With a median follow-up of 42 months (1-125), 3-yr PFS & OS were 38 percent & 52 percent, respectively, for all pts (Fig 1A/1B). Factors associated with inferior PFS for MVA were: old age (continuous HR 1.05, P<.001); anemia (HR 1.14, P=.0035); high CIRS-G (HR 1.038, P=0.017); and geriatric syndrome (HR 1.537, P=.0098) (Fig 1C); and advanced age (continuous HR 1.04, P=.01); low albumin (HR 2.203, P<.001); high CIRS-G (HR 1.053, P=.011); and geriatric syndrome (HR 1.851, P=.005); and low albumin (HR 2.203, P<.001); and high CIRS-G (HR 1.053, P=.011); and geriatric syndrome (HR 1.851, P=005) (Fig 1D). Increased HD MTX dosing in 500 mg/m2 increments was correlated with improved PFS (HR 0.958, P=.0002) & OS (HR 0.954, P=.001) across all pts; and improved PFS & OS vs MPV or MR (Fig 1E /1F) pts treated with MTR (Fig 1E /1F). Although adjusting for age, CIRS-G & geriatric syndrome, the favorable impact of MTR vs MR persisted. Additionally, enhanced findings were correlated with the use of Rtx (PFS HR 0.592, P<.0001; OS HR 0.528, P<0.0001).
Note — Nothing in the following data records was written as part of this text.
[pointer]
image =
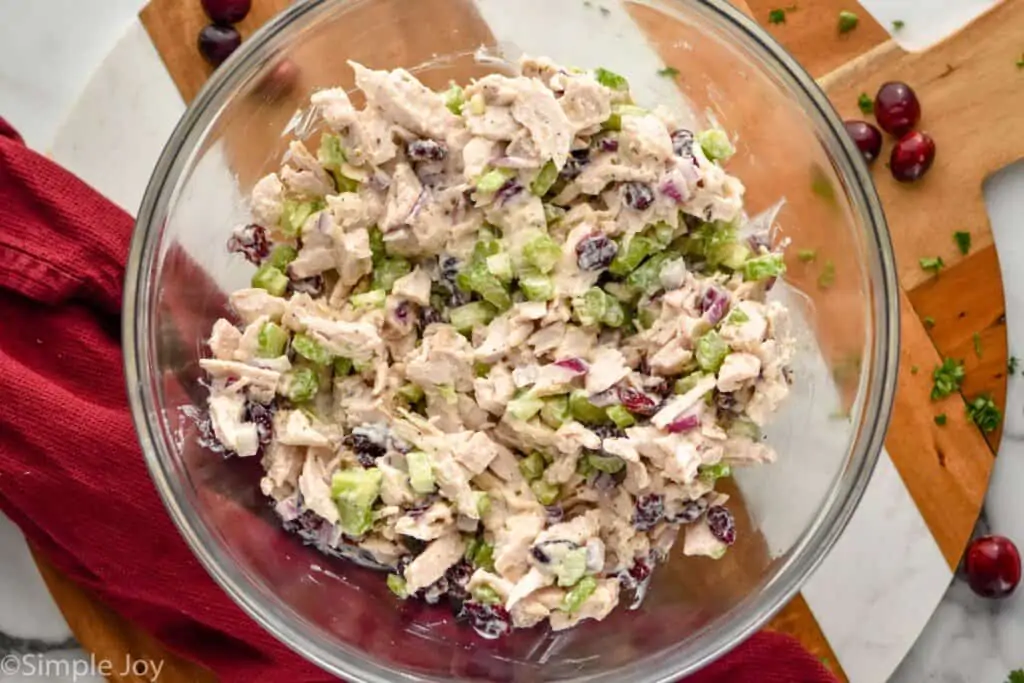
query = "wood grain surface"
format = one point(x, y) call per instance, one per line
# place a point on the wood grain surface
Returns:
point(945, 468)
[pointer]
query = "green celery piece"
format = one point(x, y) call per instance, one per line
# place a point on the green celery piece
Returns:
point(763, 267)
point(388, 270)
point(543, 253)
point(270, 279)
point(711, 351)
point(271, 341)
point(579, 595)
point(716, 144)
point(282, 256)
point(622, 417)
point(532, 466)
point(301, 385)
point(584, 411)
point(354, 492)
point(629, 256)
point(545, 179)
point(547, 493)
point(555, 412)
point(464, 318)
point(311, 350)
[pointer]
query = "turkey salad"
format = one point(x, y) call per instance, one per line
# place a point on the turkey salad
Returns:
point(502, 340)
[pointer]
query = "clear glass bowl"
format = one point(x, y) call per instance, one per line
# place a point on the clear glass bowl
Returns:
point(791, 144)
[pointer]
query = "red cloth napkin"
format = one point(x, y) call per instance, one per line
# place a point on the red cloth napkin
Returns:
point(72, 475)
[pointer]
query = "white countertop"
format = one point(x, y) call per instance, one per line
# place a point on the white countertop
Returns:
point(130, 105)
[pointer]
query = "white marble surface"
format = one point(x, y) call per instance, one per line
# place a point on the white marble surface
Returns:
point(871, 604)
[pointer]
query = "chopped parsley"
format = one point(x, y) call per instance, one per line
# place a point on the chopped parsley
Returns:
point(982, 412)
point(827, 276)
point(847, 22)
point(947, 378)
point(807, 255)
point(963, 241)
point(934, 264)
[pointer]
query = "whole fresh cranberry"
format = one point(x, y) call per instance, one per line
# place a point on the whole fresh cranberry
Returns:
point(993, 566)
point(866, 137)
point(911, 157)
point(896, 108)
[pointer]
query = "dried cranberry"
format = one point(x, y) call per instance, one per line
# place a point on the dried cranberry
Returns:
point(690, 512)
point(638, 196)
point(722, 525)
point(896, 108)
point(426, 151)
point(637, 401)
point(579, 366)
point(488, 621)
point(595, 252)
point(367, 449)
point(911, 157)
point(682, 142)
point(648, 511)
point(866, 137)
point(250, 241)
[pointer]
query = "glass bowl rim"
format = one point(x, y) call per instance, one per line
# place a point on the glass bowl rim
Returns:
point(668, 666)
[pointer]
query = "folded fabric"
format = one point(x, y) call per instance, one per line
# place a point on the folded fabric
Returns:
point(72, 475)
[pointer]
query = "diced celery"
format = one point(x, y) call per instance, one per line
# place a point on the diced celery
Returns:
point(388, 270)
point(711, 351)
point(605, 462)
point(572, 567)
point(764, 266)
point(485, 595)
point(342, 367)
point(330, 155)
point(271, 341)
point(270, 279)
point(590, 308)
point(372, 299)
point(629, 256)
point(579, 595)
point(537, 287)
point(282, 256)
point(421, 474)
point(555, 412)
point(493, 180)
point(614, 313)
point(610, 79)
point(500, 265)
point(584, 411)
point(546, 492)
point(300, 385)
point(354, 492)
point(397, 586)
point(543, 253)
point(477, 313)
point(310, 349)
point(455, 97)
point(622, 417)
point(716, 144)
point(545, 179)
point(711, 473)
point(532, 466)
point(524, 407)
point(411, 392)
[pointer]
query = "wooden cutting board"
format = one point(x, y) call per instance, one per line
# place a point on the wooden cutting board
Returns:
point(946, 468)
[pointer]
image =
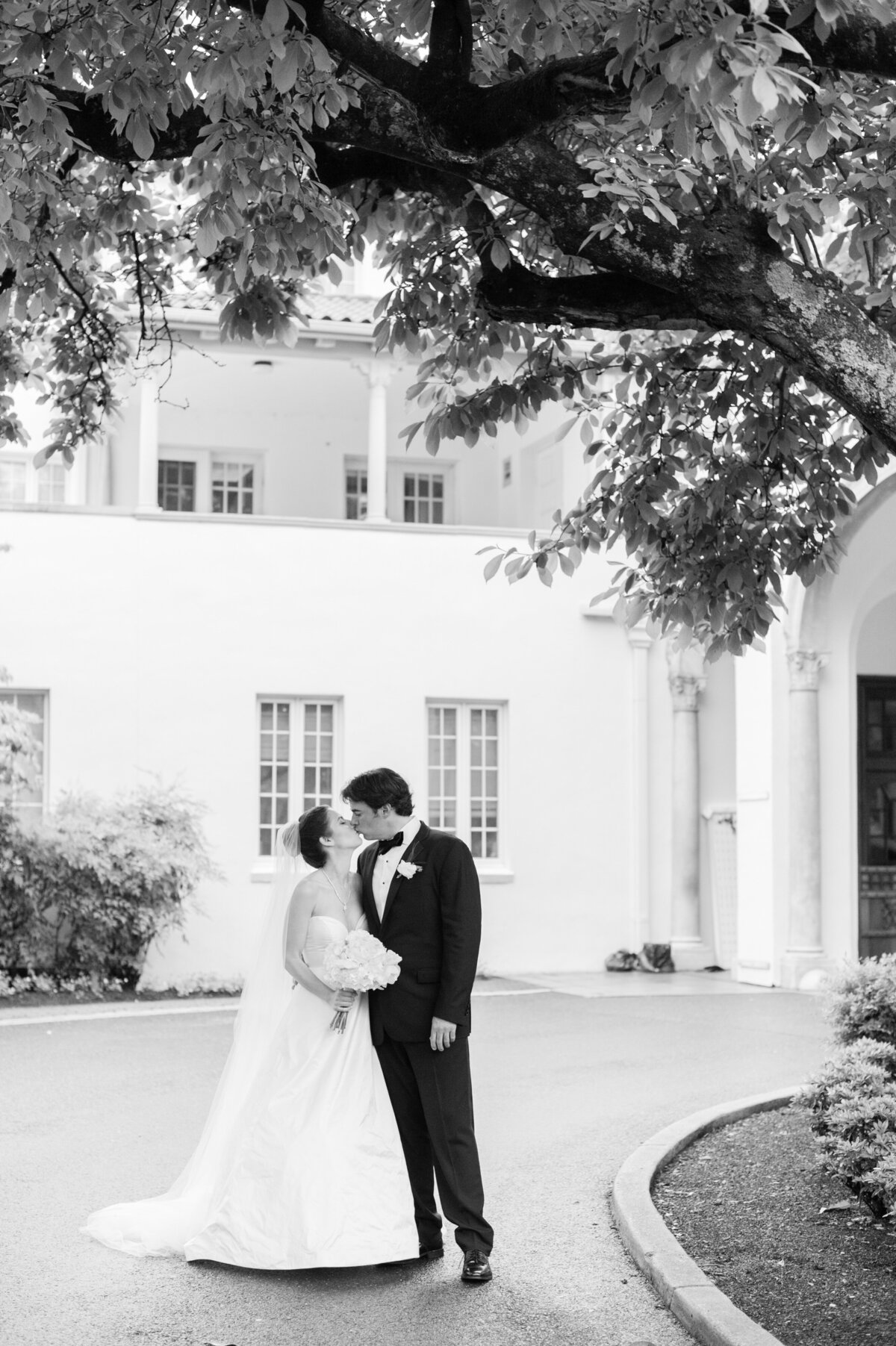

Finally, survival was substantially increased by pts achieving CR (Fig 1G/1H).
Findings:
There are suboptimal results for older pts with PCNSL, with 2/3 improving in the first few years. GA is a significant prognostic tool and may be used in future inquiries to stratify pts. In addition, better results were correlated with the use of Rtx, an improvement in the MTX dose, and the MTR protocol.